Could an algorithm predict the new waves of Covid-19?

Deconfining? Reconfigure? Open schools? To restore economy? These are all complex questions to which politicians must provide answers in the face of the Covid-19 pandemic.

An international team of scientists has developed a model algorithm that could predict the movements of the epidemic about two weeks before they occur. So early enough for leaders to take the appropriate action, according to The New York Times.

Big Brother…

A team of Harvard scientists, led by Mauricio Santillana and Nicole Kogan, presented an algorithm that registers the danger at least 14 days before the number of cases begins to increase. The system uses, among other things, real-time monitoring of Twitter, Google searches and mobility data from smartphones.
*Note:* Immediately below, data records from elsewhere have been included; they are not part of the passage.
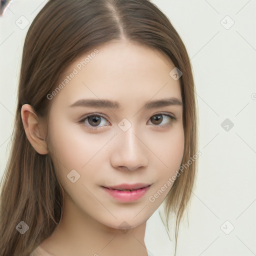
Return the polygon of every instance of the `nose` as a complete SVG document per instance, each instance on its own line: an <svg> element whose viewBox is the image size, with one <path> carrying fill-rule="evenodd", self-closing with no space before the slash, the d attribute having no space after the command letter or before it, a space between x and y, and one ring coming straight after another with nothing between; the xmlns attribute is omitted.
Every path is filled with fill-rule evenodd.
<svg viewBox="0 0 256 256"><path fill-rule="evenodd" d="M144 137L136 134L132 128L132 126L126 132L119 130L115 136L110 158L111 164L115 168L134 170L148 164Z"/></svg>

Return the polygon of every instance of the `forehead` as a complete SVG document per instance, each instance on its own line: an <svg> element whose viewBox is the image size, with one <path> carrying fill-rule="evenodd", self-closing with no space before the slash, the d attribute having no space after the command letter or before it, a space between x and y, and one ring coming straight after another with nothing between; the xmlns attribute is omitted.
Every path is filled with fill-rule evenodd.
<svg viewBox="0 0 256 256"><path fill-rule="evenodd" d="M158 50L134 42L111 42L70 65L59 80L58 85L63 86L54 100L67 105L86 98L130 104L163 96L181 98L180 82L170 75L174 68Z"/></svg>

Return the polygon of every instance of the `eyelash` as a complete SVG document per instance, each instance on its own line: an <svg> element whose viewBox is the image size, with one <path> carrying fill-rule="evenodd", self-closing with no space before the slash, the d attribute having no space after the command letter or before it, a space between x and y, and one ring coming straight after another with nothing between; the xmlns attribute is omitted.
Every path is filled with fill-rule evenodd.
<svg viewBox="0 0 256 256"><path fill-rule="evenodd" d="M169 118L170 118L172 120L172 121L171 121L171 122L174 122L176 121L177 118L174 116L172 116L170 115L170 114L164 114L164 113L158 113L156 114L154 114L154 115L152 116L151 116L151 118L150 118L150 120L153 116L158 116L158 115L162 115L162 116L168 116ZM88 114L86 116L84 116L82 119L81 120L80 120L80 121L78 121L78 122L79 123L84 123L84 121L88 118L91 117L91 116L100 116L100 118L104 118L104 119L106 119L106 121L108 122L108 123L110 122L108 120L108 118L106 118L106 116L104 116L102 115L102 114L96 114L96 113L94 113L94 114ZM168 128L168 127L170 127L171 125L172 125L172 124L164 124L163 126L161 126L160 124L158 124L158 125L157 125L157 124L151 124L151 125L153 125L153 126L154 126L156 127L157 128ZM95 127L95 128L92 128L92 126L88 126L88 128L90 129L90 130L98 130L102 128L103 128L104 127L104 126L100 126L100 127Z"/></svg>

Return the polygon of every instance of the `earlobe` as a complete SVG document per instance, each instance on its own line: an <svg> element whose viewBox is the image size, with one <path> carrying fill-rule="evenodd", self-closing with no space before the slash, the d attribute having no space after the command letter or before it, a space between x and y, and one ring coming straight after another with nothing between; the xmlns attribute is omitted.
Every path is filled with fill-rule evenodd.
<svg viewBox="0 0 256 256"><path fill-rule="evenodd" d="M22 106L20 112L24 130L26 138L32 146L40 154L48 153L47 144L44 140L45 134L42 134L39 118L32 106L28 104Z"/></svg>

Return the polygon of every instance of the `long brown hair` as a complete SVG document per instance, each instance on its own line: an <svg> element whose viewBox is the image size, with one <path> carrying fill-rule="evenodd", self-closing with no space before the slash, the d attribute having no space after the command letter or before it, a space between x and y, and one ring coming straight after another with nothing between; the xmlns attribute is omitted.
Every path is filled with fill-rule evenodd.
<svg viewBox="0 0 256 256"><path fill-rule="evenodd" d="M50 0L32 24L23 50L12 148L1 181L0 255L27 256L50 236L60 220L64 188L50 152L38 154L28 142L20 111L32 106L48 116L60 74L77 58L112 40L126 39L161 51L182 70L184 150L181 165L197 148L194 86L185 46L168 18L148 0ZM196 162L176 180L167 196L180 224L191 194ZM24 222L24 234L17 226ZM24 224L22 226L24 226ZM176 232L176 238L178 232Z"/></svg>

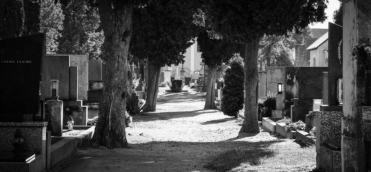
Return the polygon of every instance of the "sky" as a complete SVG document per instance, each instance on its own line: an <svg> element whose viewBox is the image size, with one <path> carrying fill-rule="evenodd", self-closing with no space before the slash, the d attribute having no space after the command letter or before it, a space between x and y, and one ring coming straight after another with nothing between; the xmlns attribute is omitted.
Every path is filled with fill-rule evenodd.
<svg viewBox="0 0 371 172"><path fill-rule="evenodd" d="M327 19L323 23L318 23L312 26L309 26L311 28L328 29L328 22L334 23L332 20L332 14L335 10L339 9L340 6L340 2L338 0L328 0L328 4L327 4L327 9L325 11L326 12Z"/></svg>

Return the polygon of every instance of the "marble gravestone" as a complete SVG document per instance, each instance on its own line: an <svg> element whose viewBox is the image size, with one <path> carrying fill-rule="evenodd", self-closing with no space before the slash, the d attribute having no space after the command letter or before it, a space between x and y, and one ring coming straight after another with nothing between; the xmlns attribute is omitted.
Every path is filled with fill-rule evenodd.
<svg viewBox="0 0 371 172"><path fill-rule="evenodd" d="M45 34L0 39L0 114L38 114Z"/></svg>

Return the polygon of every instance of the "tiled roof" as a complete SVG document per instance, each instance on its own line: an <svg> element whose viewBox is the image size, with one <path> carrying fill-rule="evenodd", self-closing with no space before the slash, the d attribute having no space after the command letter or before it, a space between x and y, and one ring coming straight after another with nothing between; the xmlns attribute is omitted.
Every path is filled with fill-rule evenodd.
<svg viewBox="0 0 371 172"><path fill-rule="evenodd" d="M313 43L312 43L311 45L308 47L306 49L307 50L312 50L317 48L321 44L322 44L324 42L327 40L328 39L328 32L324 34L323 35L322 35L322 36L319 37L319 38L316 40Z"/></svg>
<svg viewBox="0 0 371 172"><path fill-rule="evenodd" d="M312 29L312 35L313 38L318 38L328 31L328 29Z"/></svg>

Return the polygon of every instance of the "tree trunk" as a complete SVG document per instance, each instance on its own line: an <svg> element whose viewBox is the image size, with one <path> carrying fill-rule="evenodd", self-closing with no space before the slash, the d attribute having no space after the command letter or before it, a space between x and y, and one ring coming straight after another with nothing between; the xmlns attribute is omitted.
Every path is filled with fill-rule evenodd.
<svg viewBox="0 0 371 172"><path fill-rule="evenodd" d="M98 0L104 32L105 78L99 118L92 140L107 148L128 148L125 132L125 100L129 95L127 62L131 35L132 3ZM112 6L115 7L112 9Z"/></svg>
<svg viewBox="0 0 371 172"><path fill-rule="evenodd" d="M260 132L257 121L259 79L257 56L259 38L246 44L245 49L245 116L240 133ZM247 52L249 52L248 53Z"/></svg>
<svg viewBox="0 0 371 172"><path fill-rule="evenodd" d="M204 66L204 86L202 87L201 91L206 92L206 88L207 88L207 77L209 77L209 66L206 65Z"/></svg>
<svg viewBox="0 0 371 172"><path fill-rule="evenodd" d="M161 66L158 64L148 63L148 79L147 80L147 95L145 104L152 109L151 111L156 111L156 104L157 102L158 94L158 85L160 81L160 72Z"/></svg>
<svg viewBox="0 0 371 172"><path fill-rule="evenodd" d="M215 106L215 79L216 78L216 65L209 66L206 85L206 100L205 107L206 109L216 109Z"/></svg>

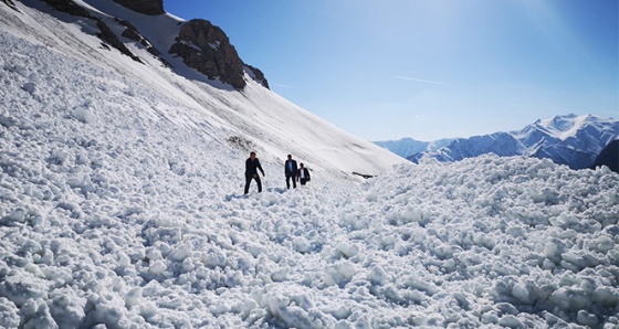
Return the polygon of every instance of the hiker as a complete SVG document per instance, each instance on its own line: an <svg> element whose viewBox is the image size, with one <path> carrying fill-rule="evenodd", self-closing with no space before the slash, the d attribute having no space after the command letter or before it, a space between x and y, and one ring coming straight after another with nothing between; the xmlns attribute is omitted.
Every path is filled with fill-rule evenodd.
<svg viewBox="0 0 619 329"><path fill-rule="evenodd" d="M298 168L297 179L302 185L305 185L305 183L310 181L310 170L303 167L303 163L298 163L298 166L300 168Z"/></svg>
<svg viewBox="0 0 619 329"><path fill-rule="evenodd" d="M290 181L292 179L292 187L296 189L296 172L298 168L296 167L296 161L292 159L288 155L288 159L284 162L284 174L286 176L286 187L290 189Z"/></svg>
<svg viewBox="0 0 619 329"><path fill-rule="evenodd" d="M250 191L252 179L255 179L258 192L262 192L262 182L260 181L260 176L258 176L258 169L260 169L262 177L264 177L264 170L260 166L260 160L255 157L255 152L251 152L250 157L245 160L245 194Z"/></svg>

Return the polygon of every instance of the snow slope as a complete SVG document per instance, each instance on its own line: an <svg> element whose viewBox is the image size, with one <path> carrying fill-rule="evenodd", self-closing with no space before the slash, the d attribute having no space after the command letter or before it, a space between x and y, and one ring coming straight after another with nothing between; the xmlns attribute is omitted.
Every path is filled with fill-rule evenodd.
<svg viewBox="0 0 619 329"><path fill-rule="evenodd" d="M177 33L181 22L169 14L149 17L135 13L112 0L90 2L98 6L98 9L92 10L105 18L111 26L117 24L114 17L108 17L99 9L111 10L122 19L132 19L132 24L140 32L145 31L143 33L154 44L161 44L160 49L165 50L169 49L170 35ZM249 77L245 89L237 92L217 81L206 79L185 66L179 59L167 55L166 61L175 67L171 71L146 52L141 44L127 42L127 47L145 63L140 64L115 50L103 49L99 39L84 34L84 31L95 29L93 22L51 11L40 1L28 0L24 3L28 6L20 7L22 13L0 7L4 13L0 21L4 31L19 30L14 33L23 36L25 30L28 39L33 42L123 75L125 81L120 87L129 97L132 88L138 85L168 96L175 110L186 114L183 125L201 123L200 134L220 141L241 139L241 144L246 146L242 149L245 153L256 150L262 159L282 163L286 155L292 153L310 168L324 170L325 174L348 177L352 172L378 174L392 164L406 161L291 104ZM60 15L64 21L46 12ZM167 33L161 34L160 31ZM75 99L67 106L78 106L75 103L86 100ZM153 102L139 106L150 107L145 110L160 112L156 104L149 103ZM315 127L321 127L321 130L317 131Z"/></svg>
<svg viewBox="0 0 619 329"><path fill-rule="evenodd" d="M46 19L18 7L32 24ZM295 126L312 157L293 151L313 179L286 190L279 157L293 144L280 134L292 128L255 106L283 110L276 95L164 71L136 81L9 26L0 327L619 326L619 174L608 169L495 156L391 167L316 118ZM264 192L242 195L248 155L231 136L259 148ZM339 171L352 157L391 170L359 182Z"/></svg>

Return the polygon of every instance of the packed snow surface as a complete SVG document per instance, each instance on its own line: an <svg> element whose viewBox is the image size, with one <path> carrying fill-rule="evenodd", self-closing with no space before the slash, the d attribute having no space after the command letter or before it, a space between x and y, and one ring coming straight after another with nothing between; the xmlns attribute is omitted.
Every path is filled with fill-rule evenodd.
<svg viewBox="0 0 619 329"><path fill-rule="evenodd" d="M248 152L225 121L0 44L0 327L619 326L607 168L482 156L360 182L331 150L286 190L285 155L265 148L264 191L243 195Z"/></svg>

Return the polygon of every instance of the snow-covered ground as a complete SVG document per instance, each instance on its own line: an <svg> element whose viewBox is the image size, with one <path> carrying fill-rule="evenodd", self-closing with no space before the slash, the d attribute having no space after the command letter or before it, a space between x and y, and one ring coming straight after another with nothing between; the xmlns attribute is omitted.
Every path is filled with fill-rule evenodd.
<svg viewBox="0 0 619 329"><path fill-rule="evenodd" d="M286 109L255 84L241 94L170 77L195 88L190 100L9 32L0 327L619 326L619 174L606 168L415 166L318 118L293 145L277 137L292 128L249 105ZM204 99L260 125L243 135L192 105ZM266 171L262 193L242 194L245 142ZM295 190L288 149L314 169ZM345 174L361 160L391 170Z"/></svg>

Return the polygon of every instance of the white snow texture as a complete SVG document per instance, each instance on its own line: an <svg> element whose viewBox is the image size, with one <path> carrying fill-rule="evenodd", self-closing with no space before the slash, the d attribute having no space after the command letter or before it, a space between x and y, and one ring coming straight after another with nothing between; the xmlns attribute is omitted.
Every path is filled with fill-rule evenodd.
<svg viewBox="0 0 619 329"><path fill-rule="evenodd" d="M251 81L225 91L120 54L137 68L98 66L4 23L2 328L619 326L607 168L412 164ZM243 195L253 148L264 191ZM287 152L306 185L285 189Z"/></svg>

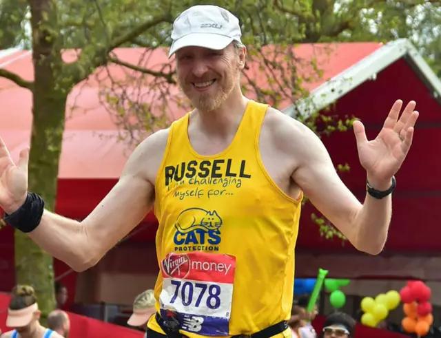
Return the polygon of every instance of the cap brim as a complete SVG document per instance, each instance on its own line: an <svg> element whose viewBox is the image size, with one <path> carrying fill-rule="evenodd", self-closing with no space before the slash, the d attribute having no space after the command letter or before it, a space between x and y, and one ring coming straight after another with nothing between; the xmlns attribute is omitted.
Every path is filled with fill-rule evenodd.
<svg viewBox="0 0 441 338"><path fill-rule="evenodd" d="M151 313L144 315L132 313L129 320L127 321L127 324L130 326L141 326L147 322L151 315Z"/></svg>
<svg viewBox="0 0 441 338"><path fill-rule="evenodd" d="M23 328L29 325L32 320L32 313L21 315L8 315L6 318L6 326L8 328Z"/></svg>
<svg viewBox="0 0 441 338"><path fill-rule="evenodd" d="M173 42L168 57L170 58L174 53L184 47L203 47L214 50L223 50L234 40L234 38L218 34L189 34Z"/></svg>

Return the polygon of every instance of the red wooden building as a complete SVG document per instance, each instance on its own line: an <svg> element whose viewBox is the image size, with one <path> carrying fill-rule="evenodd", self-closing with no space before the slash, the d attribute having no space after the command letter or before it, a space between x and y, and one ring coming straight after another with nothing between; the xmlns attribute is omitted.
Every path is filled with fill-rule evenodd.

“What we are doing here is observing, without making assumptions. Our methods are therefore more sensitive to immediate changes in behavior, which we can quickly integrate into the algorithm. ”, explains Mauricio Santillana, director of the artificial intelligence laboratory at the Boston Children’s Hospital and assistant professor of pediatrics and epidemiology at Harvard.

The study shows “That new generation alternative data sources can provide early signals of the increasing prevalence of Covid-19”said Lauren Ancel Meyers, biologist and statistician at the University of Texas, Austin. “Particularly if the number of confirmed cases is delayed by seeking treatment or obtaining test results.”

In New York, for example, the number of Twitter messages linked to Covid-19 jumped more than a week before the number of cases exploded in mid-March.

… will wait

Despite all its appeal, data analysis cannot anticipate sudden changes in the behavior of the masses. No algorithm could have predicted the national protests that followed the murder of George Floyd, for example.

Social networks and search engines may also become less sensitive over time. The more people are familiar with a pathogen, the less they will search for related keywords.

“These are extremely valuable data we have”said Shweta Bansal, a biologist at Georgetown University. “But I don’t want to apply [l’algorithme] actually right now. It’s too early, the risks involved are too great. We need to see these models verified and validated over time. ”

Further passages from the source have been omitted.